The divided legislature should, for example, preclude some of the most aggressive potential changes in fiscal policy, such as modern monetary theory, universal basic income, or Medicare for All. In addition, a Biden presidency should provide a calmer style in Washington’s approach to China and trade policy in general, even if there is little change in substance.
Still waters, deep currents
Set against this, though, we have to consider the impact of COVID-19. As with so many things, the pandemic has accelerated the underlying trends of the NPP – not least in exacerbating inequality. The virus has taken the greatest toll on those who were already the most financially vulnerable prior to the outbreak.
Job losses have thus been most severe among the lowest-earning groups, for multiple reasons, and cost-cutting at firms may lead to greater automation and so further hinder labour’s bargaining power.
School closures have widened the education gap between students from different economic backgrounds. According to Boston Consulting Group, roughly 16 million young Americans – 30% of schoolchildren – lack internet access or laptops for online learning.
US food inflation has almost doubled since March, making it increasingly difficult for the poorest to provide for their families.
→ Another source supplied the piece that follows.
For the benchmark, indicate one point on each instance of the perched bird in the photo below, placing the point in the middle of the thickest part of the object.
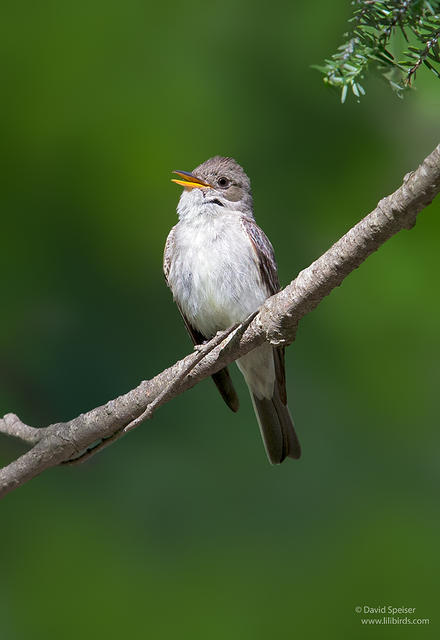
(220, 267)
And many Americans don’t own any financial assets, which means they won’t benefit from the market rally.
The deterioration in these and other areas is only adding pressure to longstanding fault lines: according to the latest data from the Federal Reserve, the top 1% of Americans by wealth accounts for 30.5% of all household wealth in the US, while the bottom 50% of the population holds just 1.9%.
The Edelman Trust Barometer at the start of the year already showed a significant gap in optimism about the future in different parts of developed markets’ populations before the pandemic hit, and that gulf is almost certainly wider now.
Nothing good comes from inequality. Besides the moral aspects around inequality and poverty, an OECD study shows that there is a significant negative relationship between economic growth and inequality. It makes the economy more vulnerable to shocks and pushes the political debate towards opportunism, isolationism and extremism, in our view.
Food-price increases in the Middle East helped trigger the Arab Spring protests, for instance, and a tiny rise in public transport prices triggered the massive and ongoing protests in Chile one year ago.
So overall, the NPP may be quiet for a while under the new US administration, but our expectation is that the underlying trends that gave rise to populism stay in place and become market drivers again in the years ahead. In the meantime, our mantra remains ‘don’t predict, prepare’.